R. Steiner expanded on Goethe's studies on the nature of colours.   "It is obvious" wrote Steiner "that forms by themselves are   static; they remain motionless.   But as soon as they are coloured, they come out of this state of rest with the interior movement of this colour; and this whirlpool of the universe, the whirlpool of the spirit takes possession of them.  As soon as you colour a form you give it the life of what is "Soul" in the universe".[10] Many artists of that time showed   much interest in R.  Steiner's theory of colours and light.  "Kandinsky read some of Steiner's books and heard some of his lectures and was clearly impressed. There is no doubt that the strong revival of interest in Goethe's theory of colour for instance is due largely to this contact between Kandinsky and Steiner."[11]

R. Steiner never wanted his ideas to become dogmas; he saw Anthroposophy as being   "the living substance of our soul" and art as being "The direct expression of the spirit, not its abstract representation".[12]

It is difficult to articulate point by point the artistic principles of Anthroposophy, they are the manifestation of a way of life which involves intellectual understanding, faith and intuition.

 

 

RUDOLF STEINER, THE ARCHITECT

 

In “The Goetheanum" H. Biesantz wrote "A theory is not necessary to approach his (R. Steiner) architecture" as distinct from the modern movement for example, he goes on to write: "There is not such a thing as R. Steiner's aesthetics in the sense of a systematic proposition".[13] R.  Steiner himself, repeated in his many conferences "Art must be lived, not thought" and he mostly wanted to inspire a process of creation rather than set standards to be followed; it would have been totally antagonistic to the anthroposophical ideals. At the root of these ideals were some of Goethe's theories concerning the organic world and the theory of metamorphosis which Steiner expanded in the Goetheanum. This theory assumes that there is no definite final shape, no beginning and no end, no seed and no fruit, but every organism is in perpetual state of change and contains within itself the forms it sprung from as well as the shapes to come.

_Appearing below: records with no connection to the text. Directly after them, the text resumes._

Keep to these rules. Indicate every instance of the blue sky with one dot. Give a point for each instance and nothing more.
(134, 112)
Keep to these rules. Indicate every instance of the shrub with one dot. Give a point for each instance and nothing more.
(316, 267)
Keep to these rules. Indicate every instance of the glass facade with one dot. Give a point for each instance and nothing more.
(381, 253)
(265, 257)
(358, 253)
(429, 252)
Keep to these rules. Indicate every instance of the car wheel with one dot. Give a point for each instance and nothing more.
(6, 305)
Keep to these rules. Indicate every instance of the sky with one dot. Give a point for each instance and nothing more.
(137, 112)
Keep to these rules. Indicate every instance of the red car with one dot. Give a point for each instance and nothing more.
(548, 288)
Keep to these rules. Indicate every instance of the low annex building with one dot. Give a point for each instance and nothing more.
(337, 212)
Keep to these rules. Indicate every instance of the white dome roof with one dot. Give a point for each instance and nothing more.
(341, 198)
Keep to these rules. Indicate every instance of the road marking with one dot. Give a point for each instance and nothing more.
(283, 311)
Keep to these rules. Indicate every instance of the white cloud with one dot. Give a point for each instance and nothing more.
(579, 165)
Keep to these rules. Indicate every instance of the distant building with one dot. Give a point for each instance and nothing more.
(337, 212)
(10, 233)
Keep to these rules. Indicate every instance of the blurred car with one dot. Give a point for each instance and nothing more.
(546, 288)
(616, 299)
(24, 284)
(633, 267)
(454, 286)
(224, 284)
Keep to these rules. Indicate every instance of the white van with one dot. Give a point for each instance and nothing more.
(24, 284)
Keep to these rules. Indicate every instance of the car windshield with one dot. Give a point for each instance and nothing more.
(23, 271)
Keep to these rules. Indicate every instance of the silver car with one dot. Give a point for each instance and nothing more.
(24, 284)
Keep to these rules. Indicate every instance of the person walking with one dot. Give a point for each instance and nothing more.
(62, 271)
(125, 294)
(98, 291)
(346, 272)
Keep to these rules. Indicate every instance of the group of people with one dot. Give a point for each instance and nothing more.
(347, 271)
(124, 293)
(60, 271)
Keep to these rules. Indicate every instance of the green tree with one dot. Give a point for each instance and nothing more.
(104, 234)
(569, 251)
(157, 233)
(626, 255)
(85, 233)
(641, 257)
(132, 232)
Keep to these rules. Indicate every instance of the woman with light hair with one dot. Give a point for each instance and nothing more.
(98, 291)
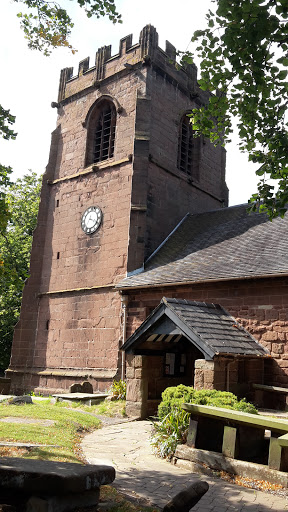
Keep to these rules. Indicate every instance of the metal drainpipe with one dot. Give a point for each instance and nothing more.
(124, 304)
(228, 374)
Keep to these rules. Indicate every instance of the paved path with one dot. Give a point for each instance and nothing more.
(126, 446)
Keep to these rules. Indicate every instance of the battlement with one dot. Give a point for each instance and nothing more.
(130, 57)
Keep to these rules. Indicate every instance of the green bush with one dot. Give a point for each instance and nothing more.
(173, 425)
(173, 397)
(118, 390)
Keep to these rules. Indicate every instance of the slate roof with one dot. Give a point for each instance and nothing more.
(208, 326)
(228, 243)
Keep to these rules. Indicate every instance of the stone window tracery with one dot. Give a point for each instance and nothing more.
(101, 133)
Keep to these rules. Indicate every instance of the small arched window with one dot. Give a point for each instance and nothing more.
(188, 149)
(101, 133)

R. Steiner's knowledge of the world of the arts and of architecture was-very wide. He travelled in Europe and visited the most important museums. Of that period, he wrote, "The study of the development of architecture was for me particularly important; the calm display of the genesis of the styles awoke in my soul feelings that I could later on transmit to the Goetheanum".[14]    He was not an architect as we understand it today a specialist ordering tradesmen, he was himself a painter, a sculptor, a poet, a man of theatre and an architect.

 

"When man leaves this world, he sheds his physical body. As a soul, he expands in the forms of space and instinctive clairvoyance could not accept that this soul be sent back to cosmic space without being enveloped in the forms by which it wishes to be welcomed. To leave the soul to chaos would rip it apart; the soul's desires, when out of the body, spread in the universe according to regular shapes".[15] Thus R. Steiner defines the very beginning of architecture as the funerary architecture, the architecture of tombs and mausoleums.  To see architecture from this point of view permits us to gain insight into the purpose of the Goetheanum. Architecture being the expression of the soul's expectations for its after life, it can be perceived in the Goetheanum that R. Steiner is proposing a new image for these expectations, an image more in touch with nature and the universe.

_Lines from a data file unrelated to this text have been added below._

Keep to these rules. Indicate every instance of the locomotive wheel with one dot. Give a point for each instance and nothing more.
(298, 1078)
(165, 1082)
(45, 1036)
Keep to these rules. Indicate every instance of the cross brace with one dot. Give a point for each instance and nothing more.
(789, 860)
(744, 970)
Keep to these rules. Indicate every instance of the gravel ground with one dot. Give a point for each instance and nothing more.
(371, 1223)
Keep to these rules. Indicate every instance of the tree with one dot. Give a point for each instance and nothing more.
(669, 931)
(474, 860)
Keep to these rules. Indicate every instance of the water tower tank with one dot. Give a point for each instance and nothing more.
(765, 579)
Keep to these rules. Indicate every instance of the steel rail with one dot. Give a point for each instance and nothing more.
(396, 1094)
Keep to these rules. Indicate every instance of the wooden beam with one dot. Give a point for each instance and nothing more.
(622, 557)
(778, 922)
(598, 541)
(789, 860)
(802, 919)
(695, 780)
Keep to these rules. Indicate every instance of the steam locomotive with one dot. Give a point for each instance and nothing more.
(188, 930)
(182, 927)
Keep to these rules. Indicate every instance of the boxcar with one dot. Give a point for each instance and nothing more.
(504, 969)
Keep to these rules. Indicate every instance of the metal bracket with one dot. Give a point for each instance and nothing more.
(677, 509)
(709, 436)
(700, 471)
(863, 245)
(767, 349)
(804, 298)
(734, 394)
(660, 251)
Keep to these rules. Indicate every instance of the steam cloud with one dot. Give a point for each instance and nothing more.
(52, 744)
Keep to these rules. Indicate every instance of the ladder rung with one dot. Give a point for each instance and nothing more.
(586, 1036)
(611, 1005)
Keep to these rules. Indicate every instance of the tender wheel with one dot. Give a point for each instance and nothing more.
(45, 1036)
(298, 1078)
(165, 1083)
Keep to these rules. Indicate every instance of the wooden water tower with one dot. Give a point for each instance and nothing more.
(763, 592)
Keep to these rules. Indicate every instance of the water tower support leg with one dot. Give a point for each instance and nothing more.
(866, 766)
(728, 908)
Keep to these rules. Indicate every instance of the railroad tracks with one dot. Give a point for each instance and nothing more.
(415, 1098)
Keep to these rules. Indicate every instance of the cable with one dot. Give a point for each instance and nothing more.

About contemporary   architecture R. Steiner wrote "I can think of many recent constructions in which the architects have displayed their genius. Some which do not present any new style, in which no spiritual seed has been thrown, are nevertheless bright architectural creations. But they carry a common characteristic; one can admire them outside one can find them beautiful insider - one does not feel enveloped as one feels enveloped by one's own sensorial organs. Why?  Because these edifices are mute, because they do not speak".[16] R. Steiner, later, called the Goetheanum the "House of speech", where a man can vibrate in harmony with what is artistic   in the construction. It is how the form of a building can speak of its function".  The role of functionalism in the sense of the spirit is to find for each construction the particular form to which it corresponds".[17] R.  Steiner's architectural message stresses the ties between the material and the spiritual, “The art of building and architecture are the projection in the exterior space of the human body’s order of laws".[18] But he also warned, “We must rediscover the way to the spirit without cultivating a dried-up symbolism or an abstract allegorism.   Symbolism and allegorism are anti-artistic". [19]

 

 

THE BIRTH

​

THE BUILDING

 

The Goetheanum is not only the materialization of a spiritual message, it is also an attempt to realise the ideal of a "community of work" and the integration of different art forms, in one enterprise.

The site/ which overlooks Dornach, a Swiss village within 10 miles of both France and Germany, was offered to the Anthroposophical Society to build its spiritual centre.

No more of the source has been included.